I find it monstrously unfair that, for the most part, the onus is placed on us women to make sure breastfeeding gets off to the proper start, rather than on the institutions and professionals we depend on during and after childbirth. In fact, according to the ostetrica who taught my pre-natal class, the vast majority of nursing problems can be attributed to maternity-ward staff giving newborns a bottle during those first precious, impressionable hours of their lives. This can easily lead to “nipple confusion”, among other things, since sucking on a bottle is vastly different from nursing, both in terms of mouth/tongue placement and milk flow.
Accordingly, I also think it’s deplorable how we judge women who choose to bottle-feed their infants, since we have no idea the mental, emotional and/or physical pain that might have led them to make such a choice. In all likelihood, it hardly felt like a choice at all but rather the result of being separated from their baby during the pivotal first two hours of mother-infant bonding that gives mum and baby a fighting chance at nursing. (Which is not however to say that women who choose to bottle-feed for other reasons should be judged either).

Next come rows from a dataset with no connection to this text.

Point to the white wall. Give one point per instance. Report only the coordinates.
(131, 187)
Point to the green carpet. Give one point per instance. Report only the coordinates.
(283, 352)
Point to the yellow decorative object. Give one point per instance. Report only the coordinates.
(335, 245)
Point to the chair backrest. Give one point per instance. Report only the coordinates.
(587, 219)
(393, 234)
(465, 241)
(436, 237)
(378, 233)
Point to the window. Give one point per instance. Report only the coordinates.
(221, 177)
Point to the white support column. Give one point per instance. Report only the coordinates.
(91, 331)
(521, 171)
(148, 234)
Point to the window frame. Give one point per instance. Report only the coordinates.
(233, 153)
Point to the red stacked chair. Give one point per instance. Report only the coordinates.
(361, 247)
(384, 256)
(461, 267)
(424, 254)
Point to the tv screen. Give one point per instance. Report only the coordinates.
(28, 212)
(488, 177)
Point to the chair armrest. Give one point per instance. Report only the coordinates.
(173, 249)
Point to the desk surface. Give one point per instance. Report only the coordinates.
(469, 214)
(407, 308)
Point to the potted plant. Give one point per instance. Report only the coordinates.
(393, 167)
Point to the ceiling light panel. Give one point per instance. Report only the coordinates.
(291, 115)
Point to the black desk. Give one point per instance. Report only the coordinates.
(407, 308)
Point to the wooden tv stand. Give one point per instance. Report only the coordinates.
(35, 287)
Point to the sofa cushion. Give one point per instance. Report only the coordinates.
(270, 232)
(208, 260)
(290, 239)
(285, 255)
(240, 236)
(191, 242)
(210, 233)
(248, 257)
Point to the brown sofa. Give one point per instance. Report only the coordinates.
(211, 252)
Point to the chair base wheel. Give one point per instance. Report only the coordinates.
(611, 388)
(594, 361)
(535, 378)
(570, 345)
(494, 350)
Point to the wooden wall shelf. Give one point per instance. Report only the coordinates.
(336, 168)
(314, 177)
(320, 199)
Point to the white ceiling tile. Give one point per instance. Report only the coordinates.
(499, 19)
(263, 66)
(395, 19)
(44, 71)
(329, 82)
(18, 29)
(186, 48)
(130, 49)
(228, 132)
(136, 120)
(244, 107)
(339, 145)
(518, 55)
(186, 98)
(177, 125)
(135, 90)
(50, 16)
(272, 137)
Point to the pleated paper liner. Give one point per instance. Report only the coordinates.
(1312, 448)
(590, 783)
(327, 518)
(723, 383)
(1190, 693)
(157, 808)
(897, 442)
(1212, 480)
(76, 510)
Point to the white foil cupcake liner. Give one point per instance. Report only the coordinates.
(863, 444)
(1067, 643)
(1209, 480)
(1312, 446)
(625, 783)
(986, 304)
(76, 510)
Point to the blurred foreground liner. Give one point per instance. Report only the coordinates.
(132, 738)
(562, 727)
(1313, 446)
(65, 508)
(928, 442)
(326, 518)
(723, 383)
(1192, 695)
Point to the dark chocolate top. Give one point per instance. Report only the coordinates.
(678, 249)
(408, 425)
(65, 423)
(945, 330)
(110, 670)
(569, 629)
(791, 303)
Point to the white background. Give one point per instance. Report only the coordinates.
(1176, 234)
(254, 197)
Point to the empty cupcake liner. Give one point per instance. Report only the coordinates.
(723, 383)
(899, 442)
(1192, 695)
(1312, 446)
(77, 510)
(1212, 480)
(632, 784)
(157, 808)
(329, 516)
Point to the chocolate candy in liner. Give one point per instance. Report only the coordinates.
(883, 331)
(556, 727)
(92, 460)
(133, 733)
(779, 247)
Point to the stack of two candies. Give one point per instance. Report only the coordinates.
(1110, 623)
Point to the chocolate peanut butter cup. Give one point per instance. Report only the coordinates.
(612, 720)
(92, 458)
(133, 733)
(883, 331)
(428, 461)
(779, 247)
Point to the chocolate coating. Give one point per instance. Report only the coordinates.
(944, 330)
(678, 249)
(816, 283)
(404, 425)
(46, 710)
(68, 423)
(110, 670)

What’s interesting is that this judgment usually comes from the very people ostensibly advocating for mothers, yet somehow mothers themselves end up bearing the brunt of the blame and criticism. For example, I paid the same ostetrica who taught my class to visit us at home about a week after we’d brought Peanut home. What I’d hoped would be an informative and encouraging consultation was instead an extended exercise in “I told you so” (she had in fact warned me about the hospital where we ended up) and making me feel quite pessimistic by saying it was unlikely I’d be able to sustain the nursing past a few weeks at the rate I was going. (I do feel not a little smug having proved her wrong).
It’s hardcore “lactivists” like this whose scorn I fear when I admit to having supplemented with formula throughout Peanut’s first six months (or more precisely having someone else give it to him). While I’m the first to sing breast milk’s praises, I also frankly feel grateful that Peanut was flexible enough to afford me the spur-of-the-moment freedom of having that second drink at Christmas dinner or enjoying a night out with the girls. I wish there was more encouragement for this kind of middle ground, that we mums were told more “whatever works, you’re doing a great job,” rather than having to deal with all the judgment, guilt and blame.
During those fraught postpartum weeks when I didn’t know if I’d be able to pull this nursing thing off and someone like the grocery store clerk asked me if I was giving Peanut my milk, I’d respond with a mixture of defensiveness and hope: “I’m trying.” So I truly feel for all those women out there who have to answer that question in the negative, through no fault of their own; who are thus made to feel inadequate and are constantly reminded of how they don’t quite measure up to Italian society’s contradictory expectations of them.